Years ago I used to buy from M&S. Mainly food. Sometimes clothes. Especially during my student days when times were hard. Well, if you had to endure a wedding or a formal ‘family do’ you could buy a suit from M&S on a Friday afternoon, carefully remove the labels, make sure you didn’t spill or perspire on it (or even worse if you got really lucky with a bridesmaid or a long lost cousin!), then return it on Monday for your money back. Yes I know it’s wrong in principle but times were hard. Students couldn’t afford cars, mobiles and designer gear in those days. It was all charity shop overcoats and brown ale in market pubs back in the 70s.
M&S was a brand that had good solid values. It was a British institution. Nothing too exciting, but you knew what it stood for. The trouble was times were changing and people really weren’t turned on by them anymore. Over the decades they lost touch with contemporary Britain.
Then, along came new products, new direction and eventually Dirvla with the “this is not just chocolate pudding” campaign. This is where the hate started for me.
I couldn’t stand her self satisfied, smug, decidedly middle class purring. It’s irrational I know, and you’ll probably say that this is the campaign that rescued M&S. I suppose at a time when everyone felt affluent , when property prices were high, the economy was booming and everyone was spending faster than an MP on expenses both she and the marketing strategy were bang on.
Many adored her and the lush photography style that went with her. I didn’t feel like it was my M&S though and vowed never to cross there pretentious threshold again. Never, never, never!
But, times change, the economy falls off a cliff and we all feel a little less wealthy and a little more vulnerable than we did.
The positive thing (for me).... Dirvla disappears back to Ballykissangel with her designer M&S travel luggage stuffed full of royalties and a few out of date chocolate eclairs to sustain her on the ferry and a shiny new campaign comes along that’s in tune with the mood of the nation.

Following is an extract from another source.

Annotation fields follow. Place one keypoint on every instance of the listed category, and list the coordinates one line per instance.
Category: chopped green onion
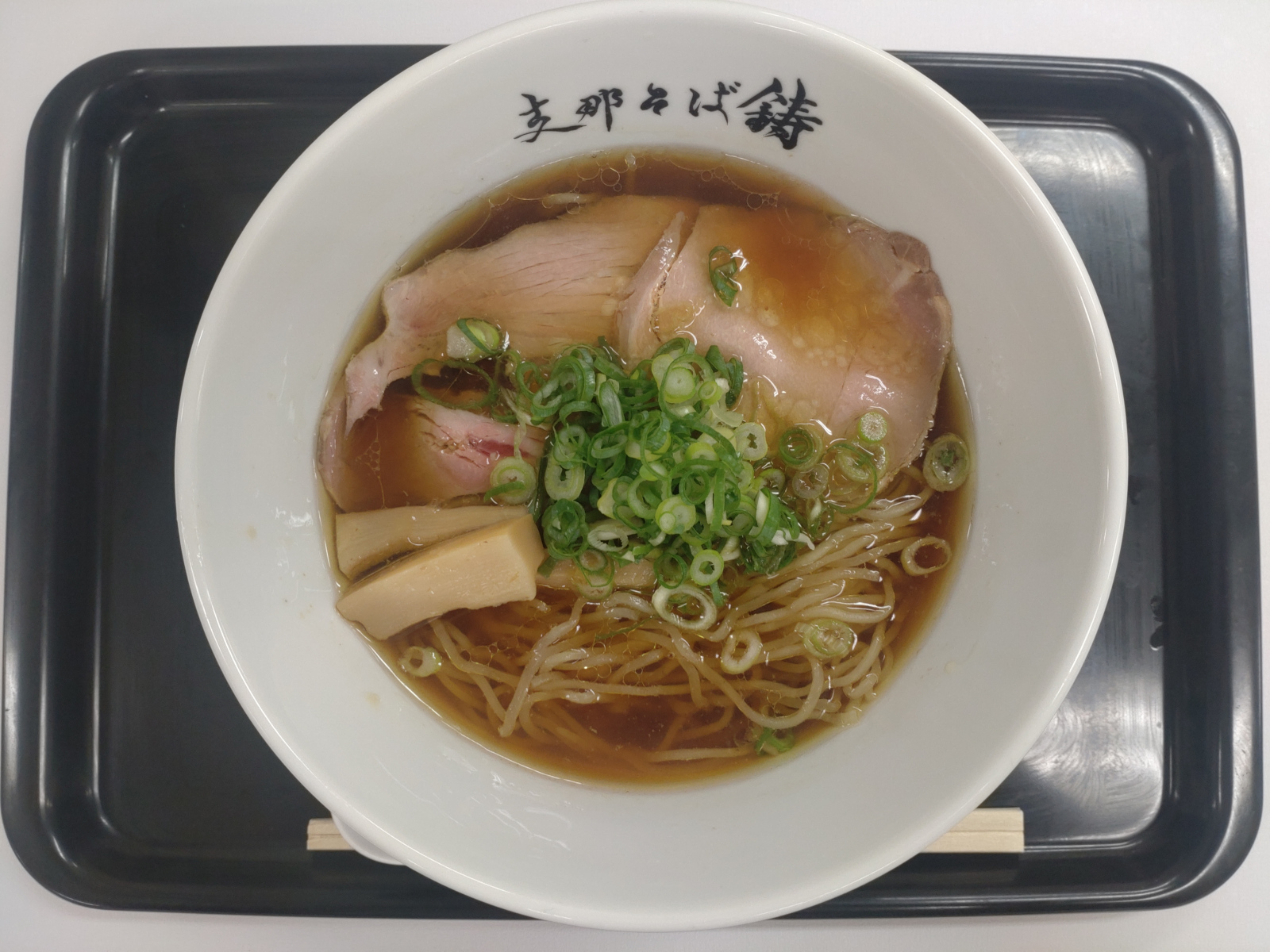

This is where the love bit begins again.
With a more realistic ‘quality worth every penny’ message and ‘2 can eat for a tenner’ I forgot Dirvla and her “cat that got the cream” voice and tucked into some great value food and wine.
The point though is that one campaign very quickly and very strongly turned me (and others presumably) against a brand for no real, rational reason other than personal preference. It’s just an instinctive thing and there’s little you can do about it sometimes. I was adamant I wouldn’t buy at M&S again!!!
But thankfully our memories are short (especially when we’re advancing in years) and brand disloyalties even shorter lived. We react and change our perceptions and opinions quickly when a new message is presented and the goodies are too tempting to resist. Our buying habits are seldom set in stone and we’re willing to give a second chance. As consumers we’re quick to change loyalties if someone comes along with a proposition that connects with us and that really floats our boat.
Will I buy another M&S wedding suit and return it after the do again? Probably not, but never say never! After all you never know when hard times are just around the corner.